PIX 2310.30: a faster PIX with many raytracing + other improvements
This release includes many new features and improvements along several key themes:
- Improving PIX’s performance.
- Adding new raytracing features.
- Miscellaneous changes in direct response to feedback from users.
Thank you for all of your feedback and suggestions, and please them coming! The best ways to contact us are via the “Send Feedback” button in PIX and via the #pix channel on the DirectX Discord.
This release includes:
GPU Captures (misc features)
- Major PIX Performance Improvements
- Revamped NVIDIA Plugin
- Updated AMD Plugin
- Better DRED Integration and Collection
- New Texture Diff Visualizers
- New “Take Capture” hotkeys (tl;dr: F11 now takes a GPU Capture!)
GPU Captures (raytracing features)
- Hit and Miss Shader Debugging
- Acceleration Structure Hierarchy Tree
- DXR 1.0 Invocations View
- DXR 1.0 Ray Visualization
- Circular Timing Captures
- Capture Summary and Metadata
- More D3D Object Types
- Import and Export of Timing Capture UI Configurations
- Metrics View Consolidated Events Editor
- Sampled Functions Flamegraph
- Enhanced Comparison Features
- New Checklist View
- Improved Idle Time Display in Core Lanes
- Other Metrics View Improvements
And some bug fixes and other improvements.
GPU Captures (misc features)
Major PIX Performance Improvements
The Pipeline tab should now be much (much!) faster than previous PIX releases. We hope this will greatly improve PIX usability and dev iteration times.
Some of the biggest improvements we’ve seen are for AAA raytracing games. For two famous games the Pipeline tab used to take several hours to populate for DispatchRays() events. With today’s PIX release, a lot of the tab is available within 5 secs of opening the capture file. The remainder is typically accessible less than 30 secs after starting analysis.
As another example, with a famous game engine sample it used to take ~6 minutes to start analysis and view the backbuffer contents. It now takes 20 seconds.
Here are the specific improvements:
- A lot of information is available before starting analysis.
- This includes the resources bound to each GPU event, the API objects view, the command list state view, the descriptor heaps view, the shader table viewer, the resources view, and the resource history view.
- These all load within seconds of opening the capture file.
- After starting analysis, the Pipeline tab is now far faster to populate.
- Shader Access Tracking is now an optional feature.
- The feature lets PIX tell you exactly which resources were accessed by a particular GPU event, but it’s susceptible to issues in PIX and other components.
- To optionally collect this information, click on the “Gather Accessed Resources” button.
- Side note: you should never have to set the “DisableShaderAccessTracking” regkey again!
- PDB resolution is significantly faster.
- NVIDIA plugin initialization + counter collection is faster (see NVIDIA plugin section below).
- Relatedly we have also made significant improvements to UI performance, e.g. scrolling speed and responsiveness.
Since a lot of information is available before starting analysis now (i.e. before PIX creates a D3D12 device), that information is accessible even if the original application TDRed.
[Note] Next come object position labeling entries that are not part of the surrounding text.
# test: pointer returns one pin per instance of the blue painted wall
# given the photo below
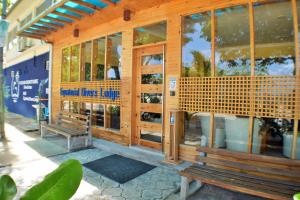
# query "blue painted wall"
(22, 82)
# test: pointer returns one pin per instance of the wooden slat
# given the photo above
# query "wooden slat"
(254, 157)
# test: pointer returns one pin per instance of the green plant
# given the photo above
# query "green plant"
(8, 188)
(60, 184)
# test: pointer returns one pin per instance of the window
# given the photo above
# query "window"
(112, 119)
(274, 39)
(196, 45)
(114, 56)
(196, 128)
(150, 34)
(65, 67)
(99, 60)
(232, 55)
(74, 67)
(86, 54)
(231, 132)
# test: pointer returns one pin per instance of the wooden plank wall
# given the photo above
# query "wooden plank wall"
(93, 27)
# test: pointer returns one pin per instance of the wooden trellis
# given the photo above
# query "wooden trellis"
(269, 96)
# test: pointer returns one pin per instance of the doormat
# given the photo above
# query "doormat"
(119, 168)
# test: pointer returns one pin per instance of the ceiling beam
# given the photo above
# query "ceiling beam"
(108, 2)
(74, 10)
(57, 20)
(88, 5)
(66, 15)
(53, 26)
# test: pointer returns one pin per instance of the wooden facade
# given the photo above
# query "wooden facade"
(200, 94)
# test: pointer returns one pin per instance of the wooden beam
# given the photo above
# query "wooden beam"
(66, 16)
(53, 26)
(57, 5)
(108, 2)
(77, 11)
(88, 5)
(43, 27)
(57, 20)
(30, 35)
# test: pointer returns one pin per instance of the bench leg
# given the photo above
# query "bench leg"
(184, 190)
(69, 144)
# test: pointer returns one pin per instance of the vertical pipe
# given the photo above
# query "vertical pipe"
(2, 131)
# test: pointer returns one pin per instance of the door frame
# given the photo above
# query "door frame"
(134, 139)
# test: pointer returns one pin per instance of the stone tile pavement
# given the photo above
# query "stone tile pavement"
(28, 166)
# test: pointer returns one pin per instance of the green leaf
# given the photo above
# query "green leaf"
(60, 184)
(8, 188)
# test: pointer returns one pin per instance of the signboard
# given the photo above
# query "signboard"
(23, 82)
(85, 92)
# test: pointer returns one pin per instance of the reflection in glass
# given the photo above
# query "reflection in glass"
(231, 132)
(274, 39)
(85, 108)
(112, 119)
(65, 67)
(150, 34)
(74, 68)
(152, 60)
(99, 60)
(74, 107)
(114, 55)
(152, 79)
(196, 45)
(151, 117)
(232, 44)
(196, 128)
(65, 106)
(151, 98)
(86, 60)
(151, 136)
(275, 137)
(98, 115)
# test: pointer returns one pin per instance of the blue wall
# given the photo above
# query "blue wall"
(22, 82)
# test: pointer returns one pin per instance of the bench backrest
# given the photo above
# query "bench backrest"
(74, 121)
(266, 166)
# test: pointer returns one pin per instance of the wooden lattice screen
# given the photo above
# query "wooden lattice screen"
(261, 96)
(93, 85)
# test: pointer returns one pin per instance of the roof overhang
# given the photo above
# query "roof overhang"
(62, 14)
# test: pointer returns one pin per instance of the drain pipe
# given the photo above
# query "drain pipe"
(50, 82)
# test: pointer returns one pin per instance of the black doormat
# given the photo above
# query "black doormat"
(119, 168)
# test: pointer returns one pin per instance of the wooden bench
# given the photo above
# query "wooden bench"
(71, 126)
(264, 176)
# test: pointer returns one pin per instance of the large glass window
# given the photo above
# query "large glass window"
(196, 45)
(232, 55)
(196, 128)
(114, 56)
(150, 34)
(74, 67)
(86, 56)
(274, 39)
(99, 59)
(112, 119)
(65, 66)
(273, 137)
(231, 132)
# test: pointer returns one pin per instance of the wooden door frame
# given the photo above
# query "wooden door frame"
(135, 55)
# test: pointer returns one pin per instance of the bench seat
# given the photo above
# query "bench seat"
(71, 126)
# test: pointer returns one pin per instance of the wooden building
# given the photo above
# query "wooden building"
(175, 74)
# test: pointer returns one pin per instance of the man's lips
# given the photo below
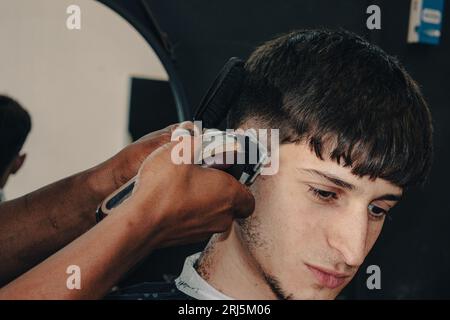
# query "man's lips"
(328, 278)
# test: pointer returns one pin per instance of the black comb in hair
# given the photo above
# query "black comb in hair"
(226, 87)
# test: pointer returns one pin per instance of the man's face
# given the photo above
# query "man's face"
(314, 223)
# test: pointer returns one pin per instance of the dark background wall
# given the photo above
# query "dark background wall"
(413, 250)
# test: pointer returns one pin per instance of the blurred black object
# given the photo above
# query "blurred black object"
(152, 106)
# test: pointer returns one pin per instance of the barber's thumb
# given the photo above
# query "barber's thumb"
(244, 203)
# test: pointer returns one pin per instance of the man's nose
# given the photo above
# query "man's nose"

We have started to make use of this today by adding deeper DRED integration, but we will continue to add new functionality in this area in the future. Stay tuned!
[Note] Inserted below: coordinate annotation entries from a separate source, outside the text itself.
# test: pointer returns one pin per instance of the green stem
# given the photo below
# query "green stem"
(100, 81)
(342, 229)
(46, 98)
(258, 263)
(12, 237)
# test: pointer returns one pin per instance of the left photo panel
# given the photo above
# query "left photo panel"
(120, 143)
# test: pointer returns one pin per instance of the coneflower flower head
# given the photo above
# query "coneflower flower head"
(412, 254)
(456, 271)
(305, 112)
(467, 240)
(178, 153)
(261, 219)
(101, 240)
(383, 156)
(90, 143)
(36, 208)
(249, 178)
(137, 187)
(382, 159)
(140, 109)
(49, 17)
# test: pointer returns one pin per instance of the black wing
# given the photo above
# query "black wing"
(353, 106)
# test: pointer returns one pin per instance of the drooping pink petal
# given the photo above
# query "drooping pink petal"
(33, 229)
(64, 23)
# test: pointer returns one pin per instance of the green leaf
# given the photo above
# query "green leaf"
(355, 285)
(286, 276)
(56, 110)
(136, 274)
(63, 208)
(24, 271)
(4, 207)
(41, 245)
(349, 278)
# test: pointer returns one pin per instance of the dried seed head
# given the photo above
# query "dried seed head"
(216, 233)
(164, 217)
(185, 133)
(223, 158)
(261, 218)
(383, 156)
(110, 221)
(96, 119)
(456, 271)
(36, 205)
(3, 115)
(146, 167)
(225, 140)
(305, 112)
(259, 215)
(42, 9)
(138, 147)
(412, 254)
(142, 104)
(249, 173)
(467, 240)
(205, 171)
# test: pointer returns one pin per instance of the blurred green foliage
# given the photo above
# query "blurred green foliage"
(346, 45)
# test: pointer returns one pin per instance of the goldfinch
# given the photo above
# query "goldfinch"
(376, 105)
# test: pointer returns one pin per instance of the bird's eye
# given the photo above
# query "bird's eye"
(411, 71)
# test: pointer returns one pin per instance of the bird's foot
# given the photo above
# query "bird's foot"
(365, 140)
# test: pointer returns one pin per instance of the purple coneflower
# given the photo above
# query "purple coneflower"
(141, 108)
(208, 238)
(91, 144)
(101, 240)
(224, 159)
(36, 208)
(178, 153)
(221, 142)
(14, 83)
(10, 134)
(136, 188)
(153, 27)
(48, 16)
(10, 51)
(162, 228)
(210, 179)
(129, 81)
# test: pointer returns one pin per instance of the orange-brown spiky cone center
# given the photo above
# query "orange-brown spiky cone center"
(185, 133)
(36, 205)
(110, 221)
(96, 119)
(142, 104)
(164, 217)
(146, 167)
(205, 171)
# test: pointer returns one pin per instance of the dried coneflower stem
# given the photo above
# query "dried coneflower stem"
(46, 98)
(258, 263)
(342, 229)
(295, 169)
Some parts of PIX continue to be slower than we would like, such as starting analysis, collecting timing information, viewing the Pipeline tab while using certain D3D12 APIs (e.g. AddToStateObject), and shader debugging. We expect to make significant improvements to these areas in future PIX releases.
Revamped NVIDIA plugin
The NVIDIA plugin has been almost completely rewritten to significantly improve performance and usability. Many thanks to our partners at NVIDIA for making this happen! Improvements include:
- Counter group reorganization
- Transitioned from hardware unit-based organization to a logical graphics pipeline-based structure.
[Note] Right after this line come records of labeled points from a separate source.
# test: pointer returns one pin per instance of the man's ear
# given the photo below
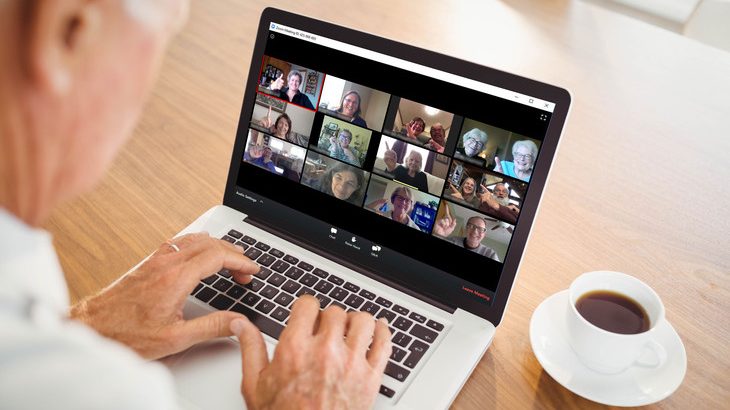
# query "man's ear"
(60, 34)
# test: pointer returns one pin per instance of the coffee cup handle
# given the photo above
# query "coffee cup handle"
(659, 353)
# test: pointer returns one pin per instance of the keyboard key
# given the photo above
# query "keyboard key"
(336, 280)
(269, 292)
(252, 253)
(280, 266)
(435, 325)
(351, 287)
(396, 372)
(324, 286)
(400, 309)
(206, 294)
(221, 302)
(263, 273)
(284, 299)
(294, 273)
(423, 333)
(403, 323)
(266, 260)
(387, 314)
(254, 285)
(309, 279)
(222, 285)
(384, 302)
(250, 299)
(418, 349)
(265, 306)
(276, 279)
(291, 287)
(354, 301)
(264, 247)
(236, 292)
(386, 391)
(402, 339)
(249, 240)
(398, 354)
(323, 300)
(370, 307)
(265, 324)
(339, 294)
(306, 290)
(418, 318)
(234, 233)
(367, 295)
(280, 314)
- Improved counter names and descriptions.
- Redefined names and descriptions for over 140 key counters, emphasizing clarity and user-friendliness. Hardware terms are now either explained inline or through the updated description system.
- Expanded counter graphs:
- Introduced 3x more counter graphs, covering from high-level unit throughput to detailed insights on SM resource or cache usage.
- Performance improvements
- Greatly reduced plugin initialization time.
- Introduced dynamic counter groupings based on hardware profiling capacity, leading to fewer collection passes, enhancing both efficiency and accuracy.
Updated AMD Plugin
The new AMD plugin includes many improvements and fixes. Many thanks to our partners at AMD for the update! The new plugin:
- Adds support for AMD Radeon RX 7700 XT and AMD Radeon RX 7800 XT graphics cards.
- Adds support for additional AMD Radeon 700M Series devices.
- Improves support for Multi-GPU systems.
- Fixes the “Unspecified Error” in the Wave Distribution graph on AMD Radeon RX 7000 Series hardware.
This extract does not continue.